Past Exhibition 

Childhood – from Orroroo to Kalangadoo and Beyond
Hollie Point Baby's Bonnet

Baby’s Bonnet with Hollie Point Lace 1992.087
This exhibition traced the changing styles of children’s clothing from the 19th century through to the present, as well as the teaching and learning of embroidery and the sewing skills necessary for future life. A hand-made doll, ‘Rose de Peace’, also featured in the exhibition. The exhibits were mainly from South Australia but also from countries around the world.

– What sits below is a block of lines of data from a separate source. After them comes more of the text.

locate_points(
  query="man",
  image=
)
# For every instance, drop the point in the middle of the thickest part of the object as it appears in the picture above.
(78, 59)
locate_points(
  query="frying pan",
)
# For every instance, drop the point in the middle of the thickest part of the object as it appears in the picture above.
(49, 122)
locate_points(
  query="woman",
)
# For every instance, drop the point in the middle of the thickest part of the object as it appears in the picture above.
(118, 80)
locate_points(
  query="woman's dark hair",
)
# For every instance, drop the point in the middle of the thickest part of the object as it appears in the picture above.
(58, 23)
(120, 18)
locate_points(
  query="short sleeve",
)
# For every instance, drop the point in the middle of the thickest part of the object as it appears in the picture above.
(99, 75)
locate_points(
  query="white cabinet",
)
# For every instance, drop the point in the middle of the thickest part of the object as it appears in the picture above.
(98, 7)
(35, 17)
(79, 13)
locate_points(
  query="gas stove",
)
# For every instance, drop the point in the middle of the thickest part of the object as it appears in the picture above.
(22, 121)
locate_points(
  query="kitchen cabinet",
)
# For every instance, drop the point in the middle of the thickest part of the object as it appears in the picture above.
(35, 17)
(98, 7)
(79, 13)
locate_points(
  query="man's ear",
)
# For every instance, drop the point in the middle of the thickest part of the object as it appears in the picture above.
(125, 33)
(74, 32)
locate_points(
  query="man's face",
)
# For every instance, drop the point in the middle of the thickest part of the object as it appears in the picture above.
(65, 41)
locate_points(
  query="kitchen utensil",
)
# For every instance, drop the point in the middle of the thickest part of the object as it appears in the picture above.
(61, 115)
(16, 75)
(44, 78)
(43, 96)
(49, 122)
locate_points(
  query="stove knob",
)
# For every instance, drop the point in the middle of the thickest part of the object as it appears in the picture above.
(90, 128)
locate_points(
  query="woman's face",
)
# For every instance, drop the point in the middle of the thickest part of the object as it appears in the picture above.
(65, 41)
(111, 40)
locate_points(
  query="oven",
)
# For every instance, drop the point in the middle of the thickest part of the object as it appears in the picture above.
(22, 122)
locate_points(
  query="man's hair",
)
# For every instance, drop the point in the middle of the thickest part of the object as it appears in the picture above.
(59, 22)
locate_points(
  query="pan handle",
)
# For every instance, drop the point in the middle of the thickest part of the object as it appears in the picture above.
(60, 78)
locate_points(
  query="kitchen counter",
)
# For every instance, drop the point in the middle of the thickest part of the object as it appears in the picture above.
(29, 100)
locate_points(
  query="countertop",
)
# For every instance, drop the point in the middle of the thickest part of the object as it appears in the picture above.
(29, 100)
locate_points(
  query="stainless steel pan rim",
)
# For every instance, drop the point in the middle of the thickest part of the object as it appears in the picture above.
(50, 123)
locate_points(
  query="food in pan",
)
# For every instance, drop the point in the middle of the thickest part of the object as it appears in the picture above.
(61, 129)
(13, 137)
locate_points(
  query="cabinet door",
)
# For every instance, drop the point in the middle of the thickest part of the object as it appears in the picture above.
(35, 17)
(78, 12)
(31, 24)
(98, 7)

The dresses, bonnets and other items showed the changing fashions as well as the wide variety of embroidery and needle-made lace techniques used to embellish these items. The earliest item was a Hollie Point bonnet from the early 1700s. Items in the exhibition showed the development of clothing for young boys from dresses, the same or similar to those worn by girls, until at least the 1930s, to smocked romper suits and an older boy’s 19th century hand stitched linen shirt.

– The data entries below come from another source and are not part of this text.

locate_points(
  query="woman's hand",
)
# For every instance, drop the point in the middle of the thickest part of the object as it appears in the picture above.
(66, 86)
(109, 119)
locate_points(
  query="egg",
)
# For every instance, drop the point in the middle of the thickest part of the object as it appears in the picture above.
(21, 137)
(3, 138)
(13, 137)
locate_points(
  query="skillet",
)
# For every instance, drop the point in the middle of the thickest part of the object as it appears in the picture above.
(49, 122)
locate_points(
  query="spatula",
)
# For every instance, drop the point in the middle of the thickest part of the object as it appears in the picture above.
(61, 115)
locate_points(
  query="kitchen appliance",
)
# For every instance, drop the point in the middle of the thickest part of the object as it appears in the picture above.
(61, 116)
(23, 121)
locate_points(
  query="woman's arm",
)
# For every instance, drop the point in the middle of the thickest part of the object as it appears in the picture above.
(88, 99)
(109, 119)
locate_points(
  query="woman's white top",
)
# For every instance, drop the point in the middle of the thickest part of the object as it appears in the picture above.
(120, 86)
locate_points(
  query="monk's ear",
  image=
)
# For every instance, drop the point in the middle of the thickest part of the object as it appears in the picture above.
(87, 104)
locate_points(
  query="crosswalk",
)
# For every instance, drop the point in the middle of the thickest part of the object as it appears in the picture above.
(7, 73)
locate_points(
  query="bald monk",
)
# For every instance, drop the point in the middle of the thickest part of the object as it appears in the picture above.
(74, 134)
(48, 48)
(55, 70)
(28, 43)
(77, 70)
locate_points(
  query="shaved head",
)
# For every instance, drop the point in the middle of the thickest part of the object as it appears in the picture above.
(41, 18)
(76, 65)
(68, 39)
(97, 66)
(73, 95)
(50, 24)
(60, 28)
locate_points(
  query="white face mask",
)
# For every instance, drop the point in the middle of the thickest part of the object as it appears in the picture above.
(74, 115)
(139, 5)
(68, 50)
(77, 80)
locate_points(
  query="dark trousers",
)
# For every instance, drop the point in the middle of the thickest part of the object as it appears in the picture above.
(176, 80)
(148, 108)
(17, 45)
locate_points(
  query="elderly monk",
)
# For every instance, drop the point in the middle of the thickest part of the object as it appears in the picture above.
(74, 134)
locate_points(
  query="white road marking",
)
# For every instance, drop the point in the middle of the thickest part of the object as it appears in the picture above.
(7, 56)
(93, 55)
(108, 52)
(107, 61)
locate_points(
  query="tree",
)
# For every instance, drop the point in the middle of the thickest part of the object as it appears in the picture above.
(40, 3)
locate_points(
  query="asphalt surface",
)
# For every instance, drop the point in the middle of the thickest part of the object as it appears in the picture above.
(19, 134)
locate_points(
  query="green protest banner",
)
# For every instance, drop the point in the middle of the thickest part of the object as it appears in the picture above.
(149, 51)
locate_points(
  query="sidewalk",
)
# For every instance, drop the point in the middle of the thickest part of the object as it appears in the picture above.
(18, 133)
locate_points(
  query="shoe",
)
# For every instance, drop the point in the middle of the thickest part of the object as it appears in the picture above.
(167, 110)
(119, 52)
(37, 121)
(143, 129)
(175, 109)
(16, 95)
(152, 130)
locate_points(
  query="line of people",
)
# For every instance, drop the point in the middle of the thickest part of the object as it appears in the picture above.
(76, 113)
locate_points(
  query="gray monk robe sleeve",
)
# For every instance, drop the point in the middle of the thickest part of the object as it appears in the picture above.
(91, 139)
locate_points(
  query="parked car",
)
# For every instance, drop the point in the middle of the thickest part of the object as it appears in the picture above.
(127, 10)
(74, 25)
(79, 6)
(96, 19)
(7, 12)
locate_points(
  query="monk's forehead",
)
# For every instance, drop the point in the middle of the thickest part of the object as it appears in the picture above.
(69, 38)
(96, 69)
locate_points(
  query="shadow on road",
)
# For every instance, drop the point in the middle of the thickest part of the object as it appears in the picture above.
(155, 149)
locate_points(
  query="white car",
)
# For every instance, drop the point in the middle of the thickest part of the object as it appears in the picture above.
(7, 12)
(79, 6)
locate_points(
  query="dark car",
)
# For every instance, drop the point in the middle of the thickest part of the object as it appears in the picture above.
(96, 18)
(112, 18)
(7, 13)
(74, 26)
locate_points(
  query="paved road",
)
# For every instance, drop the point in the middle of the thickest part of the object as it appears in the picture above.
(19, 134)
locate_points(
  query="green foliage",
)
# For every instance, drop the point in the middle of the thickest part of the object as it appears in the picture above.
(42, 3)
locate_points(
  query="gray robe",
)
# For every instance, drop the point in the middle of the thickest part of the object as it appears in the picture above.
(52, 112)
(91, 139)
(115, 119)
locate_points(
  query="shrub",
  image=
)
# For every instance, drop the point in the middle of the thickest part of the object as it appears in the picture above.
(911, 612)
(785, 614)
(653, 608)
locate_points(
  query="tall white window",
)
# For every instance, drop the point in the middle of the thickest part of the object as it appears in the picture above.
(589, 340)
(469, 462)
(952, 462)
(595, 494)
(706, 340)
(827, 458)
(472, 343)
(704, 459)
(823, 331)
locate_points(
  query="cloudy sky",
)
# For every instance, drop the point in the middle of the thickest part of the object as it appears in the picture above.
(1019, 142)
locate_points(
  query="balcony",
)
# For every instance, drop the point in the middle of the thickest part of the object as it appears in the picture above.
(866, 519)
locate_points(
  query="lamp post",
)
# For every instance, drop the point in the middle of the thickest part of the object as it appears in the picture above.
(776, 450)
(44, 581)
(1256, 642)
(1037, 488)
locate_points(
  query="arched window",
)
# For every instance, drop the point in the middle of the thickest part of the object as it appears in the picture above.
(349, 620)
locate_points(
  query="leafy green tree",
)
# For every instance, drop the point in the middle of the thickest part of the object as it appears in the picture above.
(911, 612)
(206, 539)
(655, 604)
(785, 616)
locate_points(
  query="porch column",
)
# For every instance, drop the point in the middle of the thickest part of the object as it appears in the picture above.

The learning of needlework and sewing skills through embroidery samplers and plain sewing samplers, sewing cards and clothing such as aprons, dresses and bonnets made at home or at school under instruction taught children, generally girls through this time period, the skills to make clothing and items for the home or for future employment as embroiderers and/or dressmakers. Dressmakers looking for future employees, would on occasion approach the prize winners in the sewing and needlework sections of the Royal Adelaide Show and no doubt, the Country Shows as well.